Ephesus had seen already 50 000 hours saved a year from the 100 globally deployed bots. After business had presented its case the final decision would be made by IT governance steering group to start developing the automation project. IT steering group was not involved on any of the other companies’ decision making for individual automation projects, rather it was always up to business to continue or not. Having IT’s input is still important at the very latest on solution design proposal, when the required systems and access rights required for the automation are known. Hope would be that this discussion with IT would happen before the solution design is presented.

RPA’s core aim is on removing dreary, repetitive, and simple tasks by automation, and freeing people to do more meaningful tasks, but there is also relating component of increases engagement levels when deploying RPA seen by all companies studied.

Functions where RPA was clearly deployed saw more interest across the employees in the function in developing existing processes and people feeling they can directly influence their own workload. Different trainings starting from internal training that

explain surface level information about what nature of RPA – to preparing process experts to prepare process design documents and do the walkthroughs of the manually done work to RPA architects and developers. Often this producing the process design documents is the person doing the manual work. Even open trainings for people in the function to be process architects, that would then be able to produce the solution design document that would be directly translated by the developer into automation. This involvement of the people directly in the business from the people doing the manual work is important. Rather than there being heavy IT project in the background that would be mostly invisible to people involved directly in the process, now people felt they were able to directly influence the end product and be part of the change process.

We have built specifically for some bots a quality KPI. This measures how many errors the bot has found and fixed. This is a recently developed KPI we use in some HR bots (Ephesus, Senior IT Manager.)
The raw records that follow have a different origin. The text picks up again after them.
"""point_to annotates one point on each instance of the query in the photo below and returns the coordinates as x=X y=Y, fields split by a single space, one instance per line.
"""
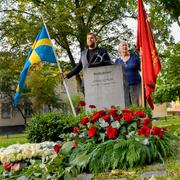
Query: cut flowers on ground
x=112 y=138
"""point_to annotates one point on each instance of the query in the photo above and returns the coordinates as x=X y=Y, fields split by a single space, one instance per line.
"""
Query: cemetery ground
x=169 y=169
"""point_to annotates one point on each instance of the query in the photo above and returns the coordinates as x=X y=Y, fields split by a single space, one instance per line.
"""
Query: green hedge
x=50 y=126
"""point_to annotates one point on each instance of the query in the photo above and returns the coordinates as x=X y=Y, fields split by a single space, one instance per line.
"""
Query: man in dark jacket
x=91 y=57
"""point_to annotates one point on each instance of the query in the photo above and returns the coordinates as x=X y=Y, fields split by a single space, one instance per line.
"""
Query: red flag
x=150 y=60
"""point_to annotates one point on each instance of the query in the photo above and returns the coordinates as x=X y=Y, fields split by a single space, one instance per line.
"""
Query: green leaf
x=66 y=148
x=116 y=124
x=103 y=123
x=102 y=135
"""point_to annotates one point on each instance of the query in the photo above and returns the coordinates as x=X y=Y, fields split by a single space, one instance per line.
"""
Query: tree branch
x=18 y=11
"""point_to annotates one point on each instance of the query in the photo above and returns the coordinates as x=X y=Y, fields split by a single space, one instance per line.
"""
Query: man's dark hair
x=90 y=33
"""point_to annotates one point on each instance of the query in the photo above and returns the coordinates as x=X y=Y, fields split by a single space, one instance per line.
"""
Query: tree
x=172 y=8
x=168 y=86
x=9 y=72
x=69 y=21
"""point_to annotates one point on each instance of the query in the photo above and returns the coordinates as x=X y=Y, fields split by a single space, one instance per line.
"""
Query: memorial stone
x=106 y=86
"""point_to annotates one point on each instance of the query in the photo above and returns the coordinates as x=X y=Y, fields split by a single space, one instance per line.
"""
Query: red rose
x=157 y=131
x=113 y=107
x=128 y=117
x=146 y=121
x=113 y=112
x=84 y=120
x=111 y=132
x=140 y=114
x=126 y=111
x=117 y=118
x=82 y=103
x=101 y=112
x=57 y=148
x=92 y=106
x=138 y=122
x=106 y=118
x=7 y=166
x=75 y=130
x=92 y=132
x=144 y=130
x=165 y=129
x=95 y=117
x=74 y=144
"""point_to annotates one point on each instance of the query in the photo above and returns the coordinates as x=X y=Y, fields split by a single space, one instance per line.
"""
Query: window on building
x=6 y=110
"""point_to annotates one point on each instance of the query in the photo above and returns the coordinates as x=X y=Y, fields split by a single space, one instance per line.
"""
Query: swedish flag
x=41 y=51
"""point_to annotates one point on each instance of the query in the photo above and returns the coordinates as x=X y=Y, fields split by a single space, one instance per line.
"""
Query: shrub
x=49 y=127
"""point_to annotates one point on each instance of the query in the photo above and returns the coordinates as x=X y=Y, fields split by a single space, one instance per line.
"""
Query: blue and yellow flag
x=41 y=51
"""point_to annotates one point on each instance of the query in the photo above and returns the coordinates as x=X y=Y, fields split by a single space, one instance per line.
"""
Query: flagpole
x=60 y=70
x=142 y=81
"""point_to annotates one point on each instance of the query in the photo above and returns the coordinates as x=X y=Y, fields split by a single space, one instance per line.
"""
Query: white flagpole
x=60 y=70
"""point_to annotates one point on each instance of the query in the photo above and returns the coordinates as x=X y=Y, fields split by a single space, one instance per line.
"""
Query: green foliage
x=168 y=86
x=49 y=127
x=146 y=110
x=119 y=154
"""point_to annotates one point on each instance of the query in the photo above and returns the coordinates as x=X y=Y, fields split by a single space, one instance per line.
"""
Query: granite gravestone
x=106 y=86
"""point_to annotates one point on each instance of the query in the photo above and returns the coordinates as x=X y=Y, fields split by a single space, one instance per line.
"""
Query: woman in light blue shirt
x=131 y=64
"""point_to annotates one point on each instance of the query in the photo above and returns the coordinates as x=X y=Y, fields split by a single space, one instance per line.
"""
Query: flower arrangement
x=115 y=138
x=114 y=123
Service availability, customer satisfaction and quality were also seen as visible benefits.

Often purchasing and sales organisations saw improvements on service availability and third-party customer satisfaction increase as orders and order confirmations could be send right away. For Ephesus sending orders and doing order confirmations had been among the first projects RPA had been used for. Letting purchasing and sales organisations to focus more on serving customers directly by doing less high transaction manual work. There being observed less errors is more universals across different functions when using RPA, as mundane repetitive tasks that can have thousands of transactions a day done by large amount of people is fertile ground for such errors. For Ravenna quality was very important as the scaling up of RPA operations came from needing to maintain two backend systems after a recent merger. Any occurring errors on transferring information between these two backend systems would be multiplied later in reporting and many other processes that would involve the master data being combined.